Scraped content ranking above the original source content in Google.
-
I need insights on how “scraped” content (exact copy-pasted version) rank above the original content in Google.
4 original, in-depth articles published by my client (an online publisher) are republished by another company (which happens to be briefly mentioned in all four of those articles). We reckon the articles were re-published at least a day or two after the original articles were published (exact gap is not known). We find that all four of the “copied” articles rank at the top of Google search results whereas the original content i.e. my client website does not show up in the even in the top 50 or 60 results.

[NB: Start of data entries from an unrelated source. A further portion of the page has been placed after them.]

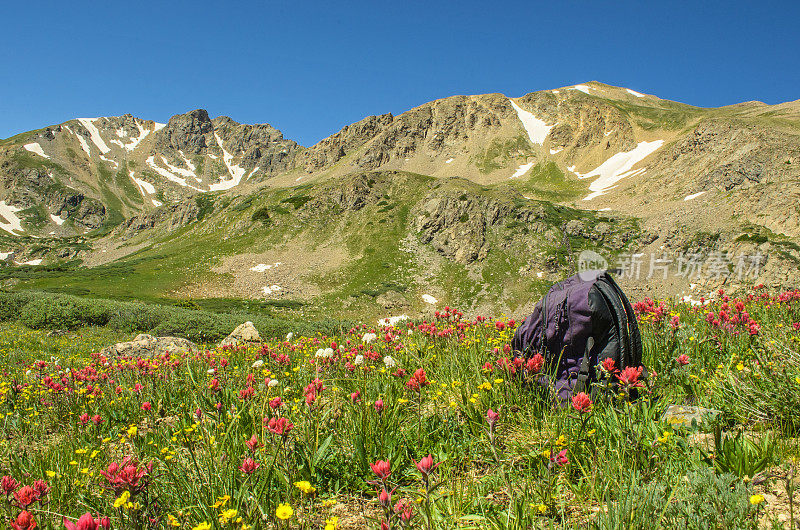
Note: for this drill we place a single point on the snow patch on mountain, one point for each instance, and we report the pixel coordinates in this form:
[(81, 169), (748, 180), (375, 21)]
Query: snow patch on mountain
[(428, 299), (95, 134), (178, 170), (84, 145), (35, 148), (10, 222), (582, 88), (168, 175), (537, 129), (617, 168), (134, 143), (236, 172)]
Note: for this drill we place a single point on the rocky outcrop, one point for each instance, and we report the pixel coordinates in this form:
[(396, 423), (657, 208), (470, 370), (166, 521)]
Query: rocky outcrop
[(148, 346), (169, 217), (195, 133), (456, 225), (186, 132), (243, 333), (29, 187)]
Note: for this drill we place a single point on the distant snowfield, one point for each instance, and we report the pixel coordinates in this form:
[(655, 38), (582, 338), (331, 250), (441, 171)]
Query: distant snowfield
[(537, 129), (35, 148), (581, 88), (95, 134), (151, 161), (236, 172), (270, 289), (617, 168), (521, 170), (693, 196), (134, 143), (391, 321), (178, 170), (261, 267), (145, 186), (84, 145), (428, 299), (10, 222)]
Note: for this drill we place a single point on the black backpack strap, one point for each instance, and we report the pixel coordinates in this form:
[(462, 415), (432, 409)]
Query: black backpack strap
[(633, 327), (620, 317), (543, 335), (583, 375)]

We have looked at numerous factors such as Domain authority, Page authority, in-bound links to both the original source as well as the URLs of the copied pages, social metrics etc. All of the metrics, as shown by tools like Moz, are better for the source website than for the re-publisher. We have also compared results in different geographies to see if any geographical bias was affecting results, reason being our client’s website is hosted in the UK and the ‘re-publisher’ is from another country--- but we found the same results. We are also not aware of any manual actions taken against our client website (at least based on messages on Search Console).
Any other factors that can explain this serious anomaly--- which seems to be a disincentive for somebody creating highly relevant original content.
We recognize that our client has the option to submit a ‘Scraper Content’ form to Google--- but we are less keen to go down that route and more keen to understand why this problem could arise in the first place.
Please suggest.
-
**Everett Sizemore - Director, R&D and Special Projects at Inflow: **Use the Google Scraper Report form.
Thanks. I didn't know about this.
If that doesn't work, submit a DMCA complaint to Google.
This does work. We submit dozens of DMCAs to Google every month. We also send notices to sites who have used our content but might know understand copyright infringement.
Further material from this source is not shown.